Back in 2013 I wrote a lengthy review of Measuring Up by Daniel Koretz. This book has had a huge influence on how I think about assessment. Last year I read Principled Assessment Design by Dylan Wiliam, which is equally good and very helpful for anyone looking to design a replacement for national curriculum levels. As with Koretz’s book, it packs a lot in – there are useful definitions and explanations of validity, reliability, and common threats to validity. There are two areas in particular I want to comment on here: norm-referencing and multiple-choice questions. These are two aspects of assessment which people are often quite prejudiced against, but Wiliam shows there is some evidence in favour of them.

Norm-referencing
Wiliam shows that in practice, norm-referencing is very hard to get away from. The alternative is criterion-referencing, where you set a criterion and judge whether pupils have met it or not. This sounds much fairer, but it is actually much harder to do than it sounds. Wiliam gives a couple of very good practical examples of this. Take the criterion ‘can compare two fractions to identify which is larger’. Depending on which fractions are selected, as many as 90% or as few as 15% of pupils will get the question right. How should we decide which pair of fractions to include in our assessment? One useful way would be to work out what percentage of pupils from a representative norm-group got each question right. That’s essentially norm-referencing. The criterion can only be given meaning through some use of of norming. ‘As William Angoff observed four decades ago, “we should be aware of the fact that lurking behind the criterion-referenced evaluation, perhaps even responsible for it, is the norm-referenced evaluation” (Angoff, 1974, p.4).’

He also draws a distinction between norm-referencing and cohort-referencing. Norm-referencing is when you ‘interpret a student’s performance in the light of the performance of some well-defined group of students who took the same assessment at some other time.’ Cohort-referencing is when you interpret performance in the light of other pupils in a cohort – be that a class or a particular age cohort. This may not sound much of a distinction, but it is crucial: ‘The important point here is that while cohort-referenced assessment is competitive (if my peers do badly, I do better), norm-referenced assessment is not competitive. Each student is compared to the performance of a group of students who took the assessment at an earlier time, so in contrast to cohort-referenced assessment, sabotaging the performance of my peers does me no good at all.’

I hadn’t fully considered this before, but I think it is an extraordinarily important point to make because it could perhaps help to improve norm-referencing’s bad image. Often, people associate norm-referencing with an era when the top grade in public exams was reserved for a certain percentage of the pupils taking the exam. However, that’s not norm-referencing – it’s cohort-referencing. Norm-referencing doesn’t have any of these unfair or competitive aspects. Instead, it is simply about providing a measure of precision in the best way we can.

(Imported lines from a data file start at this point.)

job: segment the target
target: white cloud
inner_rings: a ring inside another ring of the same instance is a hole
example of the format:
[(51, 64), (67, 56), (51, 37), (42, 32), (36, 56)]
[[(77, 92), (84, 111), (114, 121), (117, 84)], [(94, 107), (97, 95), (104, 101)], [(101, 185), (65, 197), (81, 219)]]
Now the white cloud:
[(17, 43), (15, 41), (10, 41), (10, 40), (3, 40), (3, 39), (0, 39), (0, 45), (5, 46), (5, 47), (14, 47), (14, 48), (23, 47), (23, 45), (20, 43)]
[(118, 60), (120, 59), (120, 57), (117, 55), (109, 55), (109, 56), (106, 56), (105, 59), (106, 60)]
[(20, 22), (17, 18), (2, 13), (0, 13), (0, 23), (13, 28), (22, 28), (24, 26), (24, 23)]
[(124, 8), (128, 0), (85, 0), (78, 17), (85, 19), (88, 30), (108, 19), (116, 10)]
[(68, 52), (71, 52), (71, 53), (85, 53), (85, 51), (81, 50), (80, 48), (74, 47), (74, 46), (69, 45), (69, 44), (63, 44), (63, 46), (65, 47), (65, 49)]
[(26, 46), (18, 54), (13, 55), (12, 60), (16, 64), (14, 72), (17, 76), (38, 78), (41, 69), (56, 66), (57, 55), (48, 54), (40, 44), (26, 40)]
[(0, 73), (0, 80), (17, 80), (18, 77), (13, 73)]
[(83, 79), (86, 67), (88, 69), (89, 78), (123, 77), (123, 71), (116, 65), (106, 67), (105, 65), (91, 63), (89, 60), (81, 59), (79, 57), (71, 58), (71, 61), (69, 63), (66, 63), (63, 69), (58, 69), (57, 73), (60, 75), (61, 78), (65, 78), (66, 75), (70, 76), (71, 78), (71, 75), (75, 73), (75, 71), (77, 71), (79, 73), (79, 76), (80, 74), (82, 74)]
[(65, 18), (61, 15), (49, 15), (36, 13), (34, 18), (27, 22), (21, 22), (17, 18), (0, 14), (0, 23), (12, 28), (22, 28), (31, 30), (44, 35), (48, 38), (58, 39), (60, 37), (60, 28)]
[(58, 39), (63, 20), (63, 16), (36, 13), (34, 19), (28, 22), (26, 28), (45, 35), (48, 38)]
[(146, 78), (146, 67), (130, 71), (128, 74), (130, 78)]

Wiliam also warns against over-reliance on rubrics which attempt to describe what quality looks like. He quotes a famous passage from Michael Polanyi which shows the limitations of attempting to describe quality. I’ve written at greater length about this here.

Multiple-choice questions
As with norm-referencing, multiple choice or selected-response questions often get a bad press. ‘Particularly in the UK, there appears to be a widespread belief that selected-response items should not be used in school assessment…It is true that many selected-response questions do measure only shallow learning, but well-designed selected-response items can probe student understanding in some depth.’

Wiliam gives some good examples of these types of question. For example:

What can you say about the means of the following two data sets?

Set 1: 10 12 13 15
Set 2: 10 12 13 15 0

A. The two sets have the same mean.
B. The two sets have different means.
C. It depends on whether you choose to count the zero.

As he says, ‘this latter option goes well beyond assessing students’ facility with calculating the mean and probes their understanding of the definition of the mean, including whether a zero counts as a data point or not.’ I would add that these types of questions can offer better feedback than open-response question. If you deliberately design a question to include a common misconception as a distractor, and the pupil selects that common misconception, then you have learnt something really valuable – far more valuable than if they simply don’t answer an open-response question.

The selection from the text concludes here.